During trial, prosecutors alleged that Ward and his co-defendant, Kenneth Williams, allegedly members of the SUWU gang, targeted members of the rival 4-6 Terror gang at the park, their hangout, as part of an ongoing feud that saw Williams himself shot. Instead, though, the bullets hit Pendleton and two other classmates who were wounded.

Cook County prosecutors introduced testimony from nine King High School students who witnessed the shooting, among other evidence. Among the King students who testified, only one identified Ward as the shooter “though he did not become certain of that identification until trial,” according to the lower court’s opinion.

The state also called witnesses who previously told detectives that Ward made incriminating statements to them, but they later recanted at trial.

Levin argued to the justices that the witness recantations were “simply not credible.”

“They have a strong motive to not testify in open court against a friend and fellow gang member,” Levin said.

He also said there was “powerful circumstantial evidence” that tied Ward to the getaway car, noting that a witness of the shooting saw the same make, model and color of a car his mother owned.

Levin did not touch on arguments about the validity of Ward’s confession during the oral arguments.

Ward made “several inculpatory statements” after being held for about 12 hours, the lower court opinion said.

While being questioned, Ward, around 1:40 a.m., said, “I ain’t got nothin’ else to say,” according to the opinion, among other instances of stating he would remain silent. Though detectives took breaks, they eventually continued questioning him.

Richards told the justices that the state’s witnesses were “all over the place” in their testimony, arguing that Ward’s confession was a crucial part of the state’s case.

“It was the straw that broke the camel’s back … it went directly into the state’s proof that he in fact was the shooter,” Richards said.

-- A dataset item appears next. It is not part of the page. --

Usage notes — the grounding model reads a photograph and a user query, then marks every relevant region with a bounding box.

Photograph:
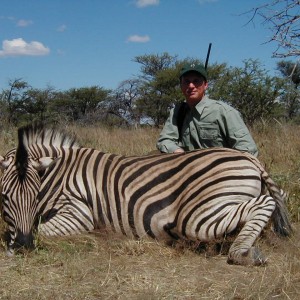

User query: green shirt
[157,96,258,156]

While hearing the oral arguments, the high court justices took the state to task about how it handled the appeal, noting that prosecutors changed their arguments as the appeal went on and waited until the last minute to raise some issues.

“What are we doing here?” Chief Justice Mary Jane Theis cut in just as Levin began his arguments. “It seems to be before we can discuss the heartbreaking case or the importance of the Fifth Amendment, we have to think about appellate practice and Supreme Court rules.”

Theis noted that the appeal was handled earlier in the process by the Cook County state’s attorney’s office before the AG’s office later stepped in.

“You have acknowledged that the position of the state has evolved significantly than what it was in the appellate court,” she said.

The justices took the case under advisement.